Konjunktive in unverständlichen Fällen?

2 Antworten

Von Experte OlliBjoern bestätigt

Sei gegrüßt, @LudwigAlperten! 🙋🏼‍♂️

Muss man in solchen Fällen unbedingt den Konjunktiv II oder die „würde“-Form verwenden?

Der Konjunktiv I („sie sagte, ich habe den Verstand verloren“) wird in der Schriftsprache bevorzugt, kann aber in der Alltagssprache oft nicht eindeutig von der direkten Rede unterschieden werden.

In solchen Fällen, in denen der Konjunktiv I mit der normalen Indikativform übereinstimmt, greift die Ersatzregel: Man verwendet den Konjunktiv II („sie sagte, ich hätte den Verstand verloren“). Falls das ebenfalls zu Missverständnissen führen könnte – etwa weil der Konjunktiv II wie eine irreale Aussage wirkt („sie sagte, ich wäre reich“ könnte klingen, als sei es ironisch gemeint) – dann wird zur Umschreibung mit „würde“ gegriffen („sie sagte, ich würde den Verstand verlieren“).

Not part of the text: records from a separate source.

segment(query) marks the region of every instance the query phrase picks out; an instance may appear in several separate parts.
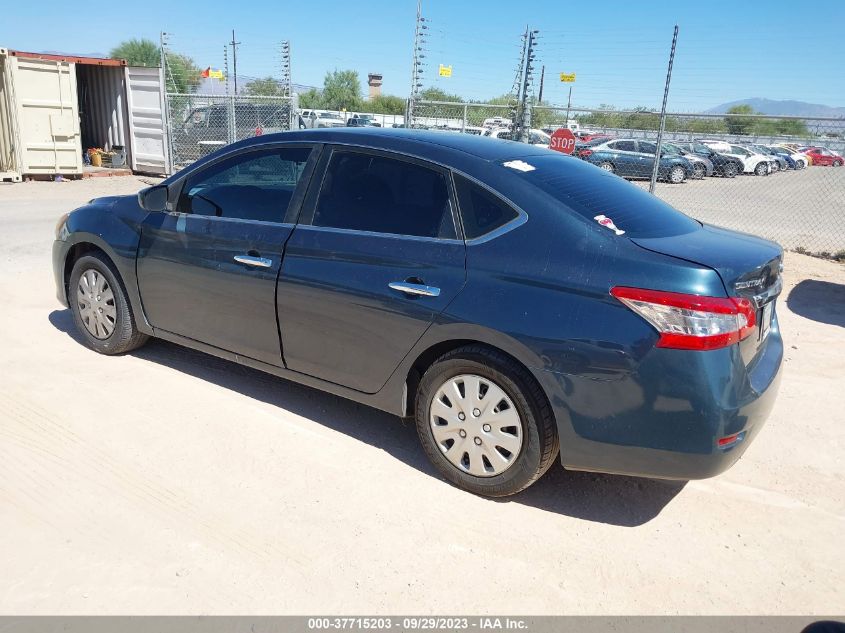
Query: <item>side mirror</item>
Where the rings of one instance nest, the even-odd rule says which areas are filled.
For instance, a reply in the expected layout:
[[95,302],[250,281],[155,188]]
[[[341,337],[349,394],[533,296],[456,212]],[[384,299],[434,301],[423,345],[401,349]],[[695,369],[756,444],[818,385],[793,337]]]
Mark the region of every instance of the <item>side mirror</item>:
[[154,185],[138,192],[138,204],[145,211],[167,211],[167,185]]

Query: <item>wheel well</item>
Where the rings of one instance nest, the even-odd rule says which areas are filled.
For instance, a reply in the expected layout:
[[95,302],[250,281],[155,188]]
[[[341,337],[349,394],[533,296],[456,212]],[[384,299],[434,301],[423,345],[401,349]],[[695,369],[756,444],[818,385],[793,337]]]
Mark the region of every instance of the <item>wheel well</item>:
[[483,343],[481,341],[476,341],[473,339],[454,339],[451,341],[443,341],[442,343],[432,345],[422,354],[420,354],[414,361],[414,363],[411,365],[411,368],[408,370],[408,376],[405,381],[405,384],[407,386],[407,394],[405,396],[405,402],[403,402],[406,417],[414,415],[414,411],[416,410],[417,390],[420,385],[420,380],[422,379],[423,374],[425,374],[426,370],[431,367],[434,362],[444,354],[448,354],[453,350],[456,350],[461,347],[466,347],[468,345],[481,345],[499,354],[507,356],[513,362],[519,364],[523,369],[525,369],[526,373],[533,379],[533,373],[530,369],[528,369],[525,363],[520,361],[512,354],[508,354],[503,349],[496,347],[495,345],[489,345],[487,343]]
[[[65,268],[64,268],[64,283],[65,283],[65,296],[69,296],[70,292],[70,273],[73,271],[73,265],[83,255],[90,255],[91,253],[96,253],[97,255],[101,255],[106,261],[108,261],[112,268],[115,268],[114,262],[112,261],[111,257],[99,246],[91,244],[90,242],[79,242],[78,244],[74,244],[70,247],[70,250],[67,253],[67,257],[65,258]],[[116,268],[115,268],[116,270]]]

Ist das eine verpflichtende Regel oder nur eine Empfehlung?

In formellen Texten, insbesondere im Journalismus, ist der Konjunktiv I der Standard für indirekte Rede, weil er die Distanz zur Aussage der zitierten Person wahrt. Aber im alltäglichen Sprachgebrauch, vor allem mündlich, nimmt man es oft nicht so genau. Dort wird der Indikativ häufig einfach übernommen, weil der Kontext meist schon klarmacht, dass es sich um eine Wiedergabe handelt („Sie hat gesagt, ich habe gestern einen Fehler gemacht“).

Grammatikalisch korrekt wäre es aber:

  1. Konjunktiv I, falls unterscheidbar → „Sie sagte, ich sei krank.“
  2. Konjunktiv II, wenn K.I. nicht unterscheidbar ist → „Sie sagte, ich hätte den Verstand verloren.“
  3. Würde-Konstruktion, wenn auch der K.II missverständlich wäre → „Sie sagte, ich würde verrückt.“

Falls Sie diesbezüglich eine/mehrere Frage(n) haben, kommentieren Sie mein Kommentar.

Mit erquickendem Gruß! 😉


LudwigAlperten 
Beitragsersteller
 31.03.2025, 22:10

Deinen Kommentar zu lesen ist mir eine wahrhaftige Erquickung!

Danke dir sehr für dermaßen ausführliche, schön geschrieben und schön formulierte Antwort.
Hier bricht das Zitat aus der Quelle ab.